I don't want to write about the respective merits of Declude JunkMail and
IMGate...

Good -- I don't want to either, and won't unless pushed into it. :) For the record, though, I do believe both are useful products, with significant differences, and most people would benefit from either one or both of them (depending on their needs).


... I contend that I still want to know what either solution claims in terms of FP ratios.

As you point out, this isn't an easy task (it's harder than determining the spam capture rate, which is actually complex). The main problem is getting a diverse set of legitimate E-mail. Also, it depends on your definition of false positives -- for example, every legitimate E-mail (whether or not it is marked as spam) gets read here (because of the business we are in, we must receive all E-mail, and not block any -- instead, we use Declude JunkMail to sort out the spam), so some people would (incorrectly, in my opinion) say we have 0% false positives.

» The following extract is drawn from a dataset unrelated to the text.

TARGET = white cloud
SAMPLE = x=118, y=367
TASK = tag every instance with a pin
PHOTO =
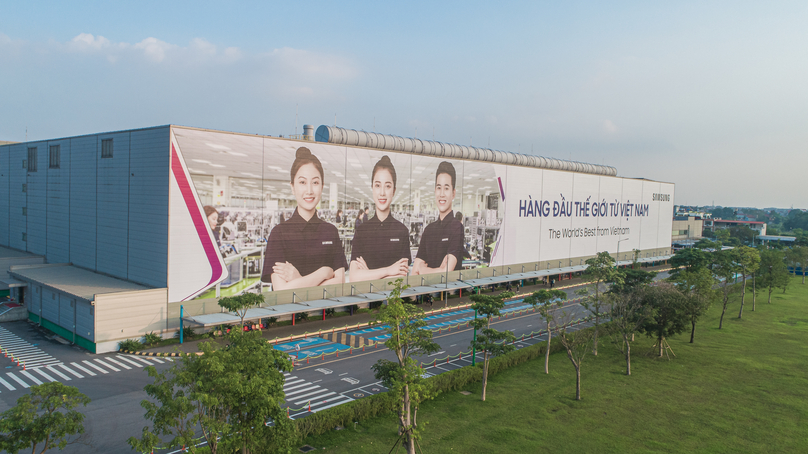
x=155, y=49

Here, from a sample of over 5,000 legitimate E-mail taken during the entire month of July, 2003 (which includes a sampling of business E-mail, mailing lists, and personal E-mail) shows a 0.7% FP rate (based on our recommended WEIGHT20 test). Of the 37 legitimate E-mails incorrectly identified as spam, 16 came from the same mailing list, so if we used whitelisting (which cannot be used to come up with an accurate publicized FP ratio, in our opinion), that would have quickly been reduced the FP ratio to 0.4%. Or if we cheated and months ago unsubscribed from that mailing list to get better numbers, we would be at 0.4%.

Another one of those legitimate E-mails was actually UCE, but still desired (a local realtor that signed someone up to their list without permission). That leaves us with 20 non-UCE.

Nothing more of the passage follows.